[Python-Dev] Why is nan != nan?

Fri Mar 26 01:57:38 CET 2010

On Thu, 25 Mar 2010 06:26:11 am Mark Dickinson wrote:

> Here's an interesting recent blog post on this subject, from the
> creator of Eiffel:
>
> http://bertrandmeyer.com/2010/02/06/reflexivity-and-other-pillars-of-
>civilization/

Sorry, but he lost me right at the beginning when he quoted someone 
else:

    "there is no reason to believe that the result of one 
    calculation with unclear value should match that of 
    another calculation with unclear value" 

and then argued:

    "The exact same argument can be used to assert that the 
    result should not be False:  

    … there is no reason to believe that the result of one 
    calculation with unclear value should not match that of 
    another calculation with unclear value.

    Just as convincing! Both arguments complement each other: 
    there is no compelling reason for demanding that the 
    values be equal; and there is no compelling argument either 
    to demand that they be different. If you ignore one of the 
    two sides, you are biased."

This whole argument is invalid on at least three levels. I'll get the 
first two out the way briefly

#1: Bertrand starts by treating NANs as "unclear values", and concludes 
that we shouldn't prefer "two unclear values are different" as more 
compelling than "two unclear values are the same". But this is 
ridiculous -- if you ask me a pair of questions, and I answer "I'm not 
sure" to both of them, why would you assume that the right answer to 
both questions is actually the same?

#2: But in fact NANs aren't "unclear values", they are not values at 
all. The answer to "what is the non-complex logarithm of -1?" is 
not "I'm not sure" but "there is no such value". Bertrand spends an 
awful lot of time trying to demonstrate why the reflexivity of equality 
(every x is equal to itself) should apply to NANs as well as the other 
floats, but RoE is a property of equivalence relations, which does not 
(and should not) hold for "there is no such value".

By analogy: the Lizard King of Russia does not exist; the Vampire Queen 
of New Orleans also does not exist.
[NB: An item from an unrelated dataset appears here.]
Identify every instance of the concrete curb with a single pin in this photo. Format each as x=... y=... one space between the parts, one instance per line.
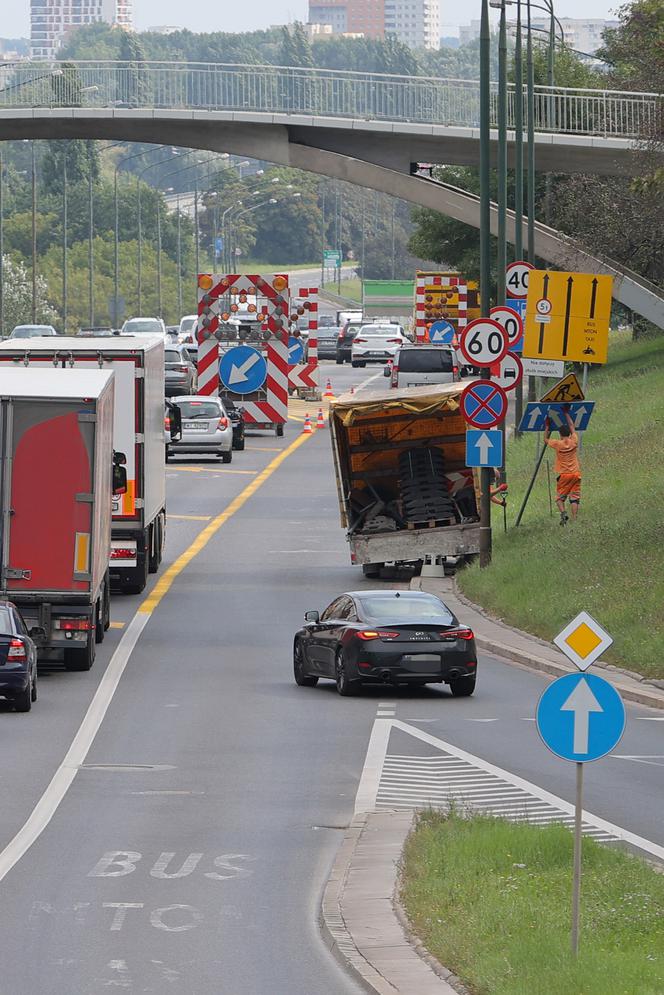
x=542 y=657
x=360 y=917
We don't therefore conclude that 
the Lizard King and the Vampire Queen are therefore the same person.

#3: We could, if we wish, violate the IEEE standard and treat equality 
of NANs as an equivalence relation. It's our language, we're free to 
follow whatever standards we like, and reflexivity of equality is a 
very useful axiom to have. Since it applies to all non-NAN floats (and 
virtually every object in Python, other than those with funny __eq__ 
methods), perhaps we should extend it to NANs as well?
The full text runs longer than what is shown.